0

I am having a bit of trouble understanding endogeneity.

If I have a regression specification where the "true" model looks like this:

$y = \beta_1 x + \beta_2 z + \epsilon $

And we lack data on $z$, so we run:

$y = \beta_1 x + \epsilon $

What confuses me is that this is only problematic when $ x $ and $ z $ are correlated. Well, let's say $ x $ is a function of $ z $, $ x = f(z) + \delta $ where the error term has mean zero, no correlation with anything else, and assume that we do have data on $ z $. Then, would running the regression:

$y = \beta_1 x + \beta_2 z + \epsilon $

Mean that I no longer have an endogeneity problem, and now the only problem in my model is multicollinearity if $ x $ and $ z $ are highly correlated?

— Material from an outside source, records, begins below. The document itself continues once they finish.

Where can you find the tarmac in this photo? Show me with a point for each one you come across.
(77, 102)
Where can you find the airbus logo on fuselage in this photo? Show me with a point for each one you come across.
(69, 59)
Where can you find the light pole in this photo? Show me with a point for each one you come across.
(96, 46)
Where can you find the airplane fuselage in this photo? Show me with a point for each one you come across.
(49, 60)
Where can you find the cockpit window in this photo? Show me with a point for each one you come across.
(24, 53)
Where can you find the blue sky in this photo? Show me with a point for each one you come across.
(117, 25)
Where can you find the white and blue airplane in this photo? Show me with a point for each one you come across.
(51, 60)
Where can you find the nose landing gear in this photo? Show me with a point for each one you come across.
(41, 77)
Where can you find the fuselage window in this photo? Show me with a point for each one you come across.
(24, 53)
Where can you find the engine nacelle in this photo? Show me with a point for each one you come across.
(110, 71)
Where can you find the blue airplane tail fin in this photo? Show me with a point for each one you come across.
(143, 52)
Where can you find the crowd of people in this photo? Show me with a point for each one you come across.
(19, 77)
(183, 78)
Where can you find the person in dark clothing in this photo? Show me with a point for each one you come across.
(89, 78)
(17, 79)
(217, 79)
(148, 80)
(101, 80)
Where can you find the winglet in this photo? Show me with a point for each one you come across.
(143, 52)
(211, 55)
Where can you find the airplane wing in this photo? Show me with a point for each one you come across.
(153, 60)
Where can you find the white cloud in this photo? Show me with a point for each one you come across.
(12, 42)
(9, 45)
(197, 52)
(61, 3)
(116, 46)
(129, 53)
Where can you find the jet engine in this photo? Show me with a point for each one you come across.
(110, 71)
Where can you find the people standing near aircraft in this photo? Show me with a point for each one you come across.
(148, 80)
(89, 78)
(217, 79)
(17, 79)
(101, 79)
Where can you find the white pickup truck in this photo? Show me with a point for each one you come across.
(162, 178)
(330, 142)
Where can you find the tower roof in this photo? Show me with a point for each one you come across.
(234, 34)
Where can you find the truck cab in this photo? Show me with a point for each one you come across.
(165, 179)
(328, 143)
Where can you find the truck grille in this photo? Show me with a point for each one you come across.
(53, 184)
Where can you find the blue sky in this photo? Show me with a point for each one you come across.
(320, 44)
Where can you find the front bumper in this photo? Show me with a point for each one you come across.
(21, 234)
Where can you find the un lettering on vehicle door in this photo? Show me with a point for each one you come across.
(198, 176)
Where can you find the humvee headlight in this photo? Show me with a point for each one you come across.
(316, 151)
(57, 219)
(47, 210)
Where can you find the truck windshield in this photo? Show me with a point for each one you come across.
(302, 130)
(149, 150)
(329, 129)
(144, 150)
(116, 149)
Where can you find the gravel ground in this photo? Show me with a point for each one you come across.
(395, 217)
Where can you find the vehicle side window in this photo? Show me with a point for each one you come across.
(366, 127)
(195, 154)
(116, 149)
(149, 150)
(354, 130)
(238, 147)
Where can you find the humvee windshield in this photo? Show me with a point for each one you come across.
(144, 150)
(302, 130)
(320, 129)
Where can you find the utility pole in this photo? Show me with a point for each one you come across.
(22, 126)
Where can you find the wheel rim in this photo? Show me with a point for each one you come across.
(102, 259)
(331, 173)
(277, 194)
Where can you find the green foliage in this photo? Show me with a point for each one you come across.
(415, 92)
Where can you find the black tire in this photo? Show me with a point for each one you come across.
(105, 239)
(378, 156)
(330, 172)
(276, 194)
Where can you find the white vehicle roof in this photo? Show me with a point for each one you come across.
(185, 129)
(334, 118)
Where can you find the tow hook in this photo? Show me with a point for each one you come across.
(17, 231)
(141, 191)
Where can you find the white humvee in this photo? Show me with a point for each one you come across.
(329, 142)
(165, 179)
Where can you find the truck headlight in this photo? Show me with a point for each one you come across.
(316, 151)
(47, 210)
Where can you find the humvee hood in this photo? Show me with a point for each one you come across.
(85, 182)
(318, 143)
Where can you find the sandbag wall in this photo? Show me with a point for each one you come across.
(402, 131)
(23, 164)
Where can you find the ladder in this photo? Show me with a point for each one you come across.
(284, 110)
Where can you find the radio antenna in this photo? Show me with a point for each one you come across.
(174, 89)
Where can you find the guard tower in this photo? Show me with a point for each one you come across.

Further, would I just be able to run the two-stage regression:

$\hat x = \gamma_1 z + \gamma $

$y = \beta_1 \hat x + \beta_2 z + \epsilon $

Without worrying about it? $\hat x $ and $z$ would be correlated with each other but that should not be an issue. The idea I want to explore is that a variable impacts both another dependent variable and the independent variable, and I want to try to capture both effects. My thinking is that the two-stage approach I outlined above is incorrect, and the IV approach is appropriate here and so I should look for an instrument that is uncorrelated with $ x $ but is correlated with $ z $ in the first stage. Then, if I know the impact $ z $ has on $ x $, and the impact $ x $ has on $ y $, that is one pathway. Further, by instrumenting $ x $, I can find the impact $ x $ has on $ y $ outside of $ z $. Is this thinking correct?

mirrror
  • 43
  • 1
    It appears to me that you're confusing endogeneity and omitted-variable bias. – Durden Jun 20 '23 at 18:05
  • I suppose I'm having trouble understanding this because I was taught that omitted variable bias is one of the common sources of endogeneity (error term correlated with independent variables). But having posted this now, I think I conflated the two. – mirrror Jun 20 '23 at 18:23
  • 1
    You're right in that unobserved confounders can be a source of endogeneity. And you also intuited correctly that omission of $z$ would not bias $\beta_{1}$ if $corr(x,z)=0$. But what you confused was the solution to this problem: if you had $z$, as you posed, you would simply plug it into your original regression of $y$. The two-stage approach is for when you have another so-called instrumental variable $w$ which (under certain conditions) allows you to orthogonalize $x$ and $z$, such that the OVB disappears. – Durden Jun 20 '23 at 18:41
  • Thanks Durden, the second link is very helpful. I have some causal links flying around ($x$ is a function of $z$, $y$ is a function of $z$ through $x$, but also not through $x$) that made me think that it shouldn't be possible to just plug $z$ in with $x$. Just my muddled understanding. – mirrror Jun 20 '23 at 18:52

0 Answers0